Good paper titles

by on April 16, 2008 at 7:58 pm in Economics | Permalink

"Do Funds-of-Funds Deserve Their Fees-on-Fees? "

The answer, of course, is yes.

midas April 16, 2008 at 11:07 pm

Interesting. But why? Is this saying that the hedge fund benchmark includes out-performers that are not practically available to most investors, so the benchmark for comparison should be lowered to exclude these funds? And that since fund of funds include these out-performers, this excess return compensates for the additional layer of fees?

Or something else entirely?

Joe Torben April 17, 2008 at 8:52 am

Found an ungated version here: http://www2.gsb.columbia.edu/faculty/aang/papers/FoF.pdf. Haven’t had the time to read it yet, though.

Tangurena April 17, 2008 at 1:07 pm

The only “fund of funds” that I’m aware of are those “life stage” funds that many mutual fund companies are foisting on their customers. Usually made up of their less popular and/or less performing funds, they have the dubious distinction of fees on the underlying funds as well as fees on the fund of funds.

I don’t have, nor am I likely to ever have the $5,000,000 in assets needed to be a “qualified investor” (nor an “accredited investor”) who could participate in hedge funds.

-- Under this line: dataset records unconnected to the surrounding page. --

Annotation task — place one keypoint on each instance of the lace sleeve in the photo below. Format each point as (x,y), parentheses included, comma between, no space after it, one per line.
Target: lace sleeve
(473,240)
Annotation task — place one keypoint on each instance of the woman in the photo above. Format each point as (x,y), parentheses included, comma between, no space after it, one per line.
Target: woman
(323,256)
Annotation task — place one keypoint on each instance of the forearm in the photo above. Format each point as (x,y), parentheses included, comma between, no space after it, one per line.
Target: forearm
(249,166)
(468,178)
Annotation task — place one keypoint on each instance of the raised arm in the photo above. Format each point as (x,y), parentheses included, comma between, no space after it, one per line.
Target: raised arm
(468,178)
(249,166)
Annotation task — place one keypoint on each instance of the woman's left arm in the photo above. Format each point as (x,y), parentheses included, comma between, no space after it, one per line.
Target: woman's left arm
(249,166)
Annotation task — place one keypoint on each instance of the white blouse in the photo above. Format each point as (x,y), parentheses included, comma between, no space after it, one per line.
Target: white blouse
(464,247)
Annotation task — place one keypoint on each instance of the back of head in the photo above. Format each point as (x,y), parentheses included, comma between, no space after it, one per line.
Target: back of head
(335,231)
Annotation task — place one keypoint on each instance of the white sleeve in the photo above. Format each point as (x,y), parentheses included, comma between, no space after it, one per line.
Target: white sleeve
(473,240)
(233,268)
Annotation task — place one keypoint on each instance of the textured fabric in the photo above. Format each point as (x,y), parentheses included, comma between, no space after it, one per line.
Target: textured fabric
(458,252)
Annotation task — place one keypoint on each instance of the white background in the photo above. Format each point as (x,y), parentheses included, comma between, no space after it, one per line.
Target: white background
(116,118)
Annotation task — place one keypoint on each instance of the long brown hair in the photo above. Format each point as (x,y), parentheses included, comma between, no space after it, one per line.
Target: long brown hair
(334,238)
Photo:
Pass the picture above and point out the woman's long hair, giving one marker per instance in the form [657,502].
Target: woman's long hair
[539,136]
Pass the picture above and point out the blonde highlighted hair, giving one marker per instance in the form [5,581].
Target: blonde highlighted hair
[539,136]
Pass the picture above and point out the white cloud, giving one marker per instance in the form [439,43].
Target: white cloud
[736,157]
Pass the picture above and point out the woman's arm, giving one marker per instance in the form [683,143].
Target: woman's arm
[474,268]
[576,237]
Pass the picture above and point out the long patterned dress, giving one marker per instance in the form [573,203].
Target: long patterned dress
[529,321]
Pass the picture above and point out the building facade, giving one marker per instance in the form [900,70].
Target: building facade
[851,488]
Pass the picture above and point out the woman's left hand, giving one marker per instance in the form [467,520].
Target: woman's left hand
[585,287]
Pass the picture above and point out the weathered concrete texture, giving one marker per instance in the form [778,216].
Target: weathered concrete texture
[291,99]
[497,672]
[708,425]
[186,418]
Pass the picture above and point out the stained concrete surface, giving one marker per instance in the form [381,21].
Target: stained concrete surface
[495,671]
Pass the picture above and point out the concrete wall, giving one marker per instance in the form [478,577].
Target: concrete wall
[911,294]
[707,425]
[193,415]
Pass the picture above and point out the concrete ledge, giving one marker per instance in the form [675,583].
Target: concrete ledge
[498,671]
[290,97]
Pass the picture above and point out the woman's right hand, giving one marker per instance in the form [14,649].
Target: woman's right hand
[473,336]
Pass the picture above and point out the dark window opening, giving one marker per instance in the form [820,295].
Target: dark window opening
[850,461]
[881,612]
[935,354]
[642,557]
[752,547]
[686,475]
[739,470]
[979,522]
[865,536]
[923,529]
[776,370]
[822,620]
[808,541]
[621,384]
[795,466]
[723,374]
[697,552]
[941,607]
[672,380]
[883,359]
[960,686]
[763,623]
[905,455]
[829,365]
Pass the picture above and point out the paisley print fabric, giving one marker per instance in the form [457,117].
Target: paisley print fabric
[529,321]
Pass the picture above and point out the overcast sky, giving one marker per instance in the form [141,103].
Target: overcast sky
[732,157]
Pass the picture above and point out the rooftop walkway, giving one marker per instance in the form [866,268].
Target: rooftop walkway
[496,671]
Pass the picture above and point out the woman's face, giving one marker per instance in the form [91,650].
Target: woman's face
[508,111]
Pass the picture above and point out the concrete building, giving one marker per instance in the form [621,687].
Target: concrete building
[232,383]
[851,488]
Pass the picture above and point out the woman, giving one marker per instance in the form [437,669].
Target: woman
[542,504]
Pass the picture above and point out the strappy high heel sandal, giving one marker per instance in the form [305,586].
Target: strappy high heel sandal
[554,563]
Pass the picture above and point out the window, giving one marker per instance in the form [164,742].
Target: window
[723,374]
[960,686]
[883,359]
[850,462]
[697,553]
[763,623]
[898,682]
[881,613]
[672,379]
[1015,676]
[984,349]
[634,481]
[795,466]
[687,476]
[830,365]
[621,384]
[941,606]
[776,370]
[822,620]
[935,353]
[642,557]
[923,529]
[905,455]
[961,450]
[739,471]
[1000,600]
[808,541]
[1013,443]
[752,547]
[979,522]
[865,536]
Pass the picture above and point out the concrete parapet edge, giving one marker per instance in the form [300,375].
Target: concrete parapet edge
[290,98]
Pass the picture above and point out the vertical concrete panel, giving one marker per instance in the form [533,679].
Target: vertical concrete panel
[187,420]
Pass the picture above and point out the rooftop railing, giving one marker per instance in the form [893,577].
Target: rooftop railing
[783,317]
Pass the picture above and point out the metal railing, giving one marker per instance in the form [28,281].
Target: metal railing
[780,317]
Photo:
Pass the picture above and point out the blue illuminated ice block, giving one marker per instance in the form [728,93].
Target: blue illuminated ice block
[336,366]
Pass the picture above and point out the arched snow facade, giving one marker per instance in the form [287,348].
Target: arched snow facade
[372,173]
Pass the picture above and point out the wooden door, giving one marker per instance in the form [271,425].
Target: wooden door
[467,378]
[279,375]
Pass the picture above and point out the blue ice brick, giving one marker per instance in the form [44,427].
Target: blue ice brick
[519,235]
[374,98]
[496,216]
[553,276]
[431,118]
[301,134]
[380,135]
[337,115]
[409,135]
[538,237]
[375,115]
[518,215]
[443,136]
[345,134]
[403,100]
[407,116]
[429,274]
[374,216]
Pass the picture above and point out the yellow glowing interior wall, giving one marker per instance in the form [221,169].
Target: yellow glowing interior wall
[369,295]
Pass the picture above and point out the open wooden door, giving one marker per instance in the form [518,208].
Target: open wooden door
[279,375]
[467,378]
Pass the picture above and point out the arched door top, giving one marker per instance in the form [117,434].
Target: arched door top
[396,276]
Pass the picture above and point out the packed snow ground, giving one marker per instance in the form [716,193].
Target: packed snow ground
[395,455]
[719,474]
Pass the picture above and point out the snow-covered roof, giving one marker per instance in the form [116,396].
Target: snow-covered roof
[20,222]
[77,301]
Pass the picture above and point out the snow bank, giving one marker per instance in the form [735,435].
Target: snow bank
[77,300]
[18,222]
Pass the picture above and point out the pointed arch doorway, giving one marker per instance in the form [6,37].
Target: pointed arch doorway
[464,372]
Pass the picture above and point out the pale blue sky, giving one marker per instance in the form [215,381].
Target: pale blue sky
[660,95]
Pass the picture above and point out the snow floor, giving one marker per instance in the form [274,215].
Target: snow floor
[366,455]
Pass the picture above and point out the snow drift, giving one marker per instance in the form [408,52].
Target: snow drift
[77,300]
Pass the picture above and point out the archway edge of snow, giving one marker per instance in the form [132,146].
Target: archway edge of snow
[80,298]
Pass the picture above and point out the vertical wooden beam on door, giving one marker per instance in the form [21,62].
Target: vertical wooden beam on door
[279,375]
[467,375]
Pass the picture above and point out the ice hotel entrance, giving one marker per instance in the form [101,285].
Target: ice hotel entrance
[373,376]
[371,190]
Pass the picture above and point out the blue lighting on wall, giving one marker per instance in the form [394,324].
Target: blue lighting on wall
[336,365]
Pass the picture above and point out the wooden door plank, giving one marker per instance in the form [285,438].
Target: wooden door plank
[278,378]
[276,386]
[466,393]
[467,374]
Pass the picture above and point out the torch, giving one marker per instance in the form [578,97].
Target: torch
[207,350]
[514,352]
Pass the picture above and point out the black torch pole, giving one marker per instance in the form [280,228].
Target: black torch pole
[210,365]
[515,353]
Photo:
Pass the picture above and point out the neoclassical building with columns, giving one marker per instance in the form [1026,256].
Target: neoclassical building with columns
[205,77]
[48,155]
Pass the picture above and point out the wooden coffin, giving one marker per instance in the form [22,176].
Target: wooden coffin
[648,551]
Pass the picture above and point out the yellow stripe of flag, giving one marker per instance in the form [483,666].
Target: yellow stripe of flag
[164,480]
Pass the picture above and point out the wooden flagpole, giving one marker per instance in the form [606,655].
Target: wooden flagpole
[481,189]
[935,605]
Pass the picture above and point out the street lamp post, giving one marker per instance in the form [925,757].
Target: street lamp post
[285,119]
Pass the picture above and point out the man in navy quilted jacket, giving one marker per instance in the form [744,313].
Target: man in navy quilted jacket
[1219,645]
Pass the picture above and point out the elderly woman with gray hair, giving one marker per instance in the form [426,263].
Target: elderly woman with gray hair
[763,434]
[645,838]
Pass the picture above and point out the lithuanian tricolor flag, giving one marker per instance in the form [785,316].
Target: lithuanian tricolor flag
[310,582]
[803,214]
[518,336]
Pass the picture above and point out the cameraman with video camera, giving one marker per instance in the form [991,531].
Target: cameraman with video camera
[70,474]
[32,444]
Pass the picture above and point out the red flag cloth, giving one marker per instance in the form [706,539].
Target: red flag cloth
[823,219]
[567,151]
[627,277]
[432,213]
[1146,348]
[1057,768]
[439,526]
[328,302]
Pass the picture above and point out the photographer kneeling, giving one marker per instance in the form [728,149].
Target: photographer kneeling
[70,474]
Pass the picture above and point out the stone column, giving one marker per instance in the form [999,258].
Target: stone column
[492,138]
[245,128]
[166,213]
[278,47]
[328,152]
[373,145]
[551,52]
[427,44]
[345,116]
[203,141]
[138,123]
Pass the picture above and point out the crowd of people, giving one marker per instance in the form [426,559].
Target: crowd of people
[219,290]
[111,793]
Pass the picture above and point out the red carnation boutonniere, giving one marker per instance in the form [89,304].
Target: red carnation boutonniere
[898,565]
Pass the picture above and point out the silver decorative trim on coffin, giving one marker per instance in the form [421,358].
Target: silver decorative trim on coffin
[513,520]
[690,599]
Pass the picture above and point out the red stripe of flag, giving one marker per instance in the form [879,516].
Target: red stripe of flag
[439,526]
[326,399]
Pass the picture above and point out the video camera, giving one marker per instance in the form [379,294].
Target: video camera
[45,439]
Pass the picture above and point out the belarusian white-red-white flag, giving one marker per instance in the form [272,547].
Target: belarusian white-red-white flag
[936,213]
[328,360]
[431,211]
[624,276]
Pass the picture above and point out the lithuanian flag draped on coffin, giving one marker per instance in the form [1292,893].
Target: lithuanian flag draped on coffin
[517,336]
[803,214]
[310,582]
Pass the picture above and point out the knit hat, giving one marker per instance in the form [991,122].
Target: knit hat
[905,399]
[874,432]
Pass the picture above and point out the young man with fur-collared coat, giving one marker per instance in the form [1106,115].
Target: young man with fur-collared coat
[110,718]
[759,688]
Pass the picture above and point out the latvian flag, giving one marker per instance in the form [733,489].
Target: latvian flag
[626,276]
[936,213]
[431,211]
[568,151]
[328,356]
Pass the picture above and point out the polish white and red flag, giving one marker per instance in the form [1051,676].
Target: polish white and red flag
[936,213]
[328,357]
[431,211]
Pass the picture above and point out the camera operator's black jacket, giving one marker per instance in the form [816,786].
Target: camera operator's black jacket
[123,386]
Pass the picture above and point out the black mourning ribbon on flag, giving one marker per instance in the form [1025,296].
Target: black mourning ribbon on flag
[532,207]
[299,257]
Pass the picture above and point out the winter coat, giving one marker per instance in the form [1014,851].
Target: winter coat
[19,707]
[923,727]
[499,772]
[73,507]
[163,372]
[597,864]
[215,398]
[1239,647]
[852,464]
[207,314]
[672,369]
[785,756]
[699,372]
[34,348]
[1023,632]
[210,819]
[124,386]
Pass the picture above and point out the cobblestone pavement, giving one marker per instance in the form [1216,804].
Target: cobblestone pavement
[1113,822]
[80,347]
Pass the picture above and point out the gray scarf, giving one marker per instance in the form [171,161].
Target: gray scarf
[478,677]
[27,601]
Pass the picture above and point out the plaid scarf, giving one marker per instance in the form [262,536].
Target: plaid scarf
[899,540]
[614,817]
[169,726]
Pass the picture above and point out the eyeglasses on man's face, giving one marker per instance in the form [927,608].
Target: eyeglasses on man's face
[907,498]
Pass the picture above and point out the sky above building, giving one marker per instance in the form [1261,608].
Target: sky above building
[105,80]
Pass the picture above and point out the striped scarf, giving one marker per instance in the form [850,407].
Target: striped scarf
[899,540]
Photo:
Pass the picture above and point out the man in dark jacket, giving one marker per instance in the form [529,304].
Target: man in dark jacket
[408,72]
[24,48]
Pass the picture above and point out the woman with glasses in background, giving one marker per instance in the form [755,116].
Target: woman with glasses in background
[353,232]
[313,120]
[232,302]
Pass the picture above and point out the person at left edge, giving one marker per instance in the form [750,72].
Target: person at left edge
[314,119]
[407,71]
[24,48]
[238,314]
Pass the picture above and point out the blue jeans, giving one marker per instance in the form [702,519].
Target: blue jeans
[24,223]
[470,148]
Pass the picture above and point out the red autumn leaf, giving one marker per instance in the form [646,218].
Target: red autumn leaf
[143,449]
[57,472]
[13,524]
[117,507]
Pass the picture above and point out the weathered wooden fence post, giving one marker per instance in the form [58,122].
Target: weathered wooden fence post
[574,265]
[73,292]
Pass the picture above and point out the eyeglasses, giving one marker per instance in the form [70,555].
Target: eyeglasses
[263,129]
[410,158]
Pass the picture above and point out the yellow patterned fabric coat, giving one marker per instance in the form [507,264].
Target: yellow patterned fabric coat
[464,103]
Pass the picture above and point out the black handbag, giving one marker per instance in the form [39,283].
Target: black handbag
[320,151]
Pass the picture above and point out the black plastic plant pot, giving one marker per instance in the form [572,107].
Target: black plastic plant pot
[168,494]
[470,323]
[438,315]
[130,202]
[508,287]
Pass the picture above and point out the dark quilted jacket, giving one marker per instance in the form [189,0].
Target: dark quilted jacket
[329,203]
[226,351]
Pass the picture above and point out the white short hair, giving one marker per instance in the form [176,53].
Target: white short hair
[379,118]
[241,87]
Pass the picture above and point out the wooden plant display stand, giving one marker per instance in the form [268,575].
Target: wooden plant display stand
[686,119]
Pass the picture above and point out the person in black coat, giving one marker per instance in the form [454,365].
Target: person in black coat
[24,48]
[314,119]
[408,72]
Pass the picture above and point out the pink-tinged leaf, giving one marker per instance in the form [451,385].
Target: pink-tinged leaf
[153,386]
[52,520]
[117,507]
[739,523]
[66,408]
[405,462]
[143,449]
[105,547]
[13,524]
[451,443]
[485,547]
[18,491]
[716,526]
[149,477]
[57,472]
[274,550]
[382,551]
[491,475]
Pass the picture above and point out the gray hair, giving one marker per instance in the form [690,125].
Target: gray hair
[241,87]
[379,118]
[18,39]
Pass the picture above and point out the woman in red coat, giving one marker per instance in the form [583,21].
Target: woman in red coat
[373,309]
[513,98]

ZBicyclist April 20, 2008 at 5:09 pm

Tangurena:

1. In the paper, they seem to be talking about hedge “fund of funds”, not the lifestage stuff.

2. There are vendors who don’t charge fee on the lifestage FOF, just the fee on the underlying funds. Vanguard is one. The Vanguard underlying funds are also low expense index funds — a good index fund is NOT a loser fund. I don’t work for Vanguard; I’m just a satisfied customer. I think TRPrice target funds work similarly.

3. Really, if you just want to focus on the “savings” aspect and don’t want to spend a lot of time learning to manage the “buy and sell” aspect, low-expense index funds are the way to go. You won’t look brilliant, but you won’t look stupid either.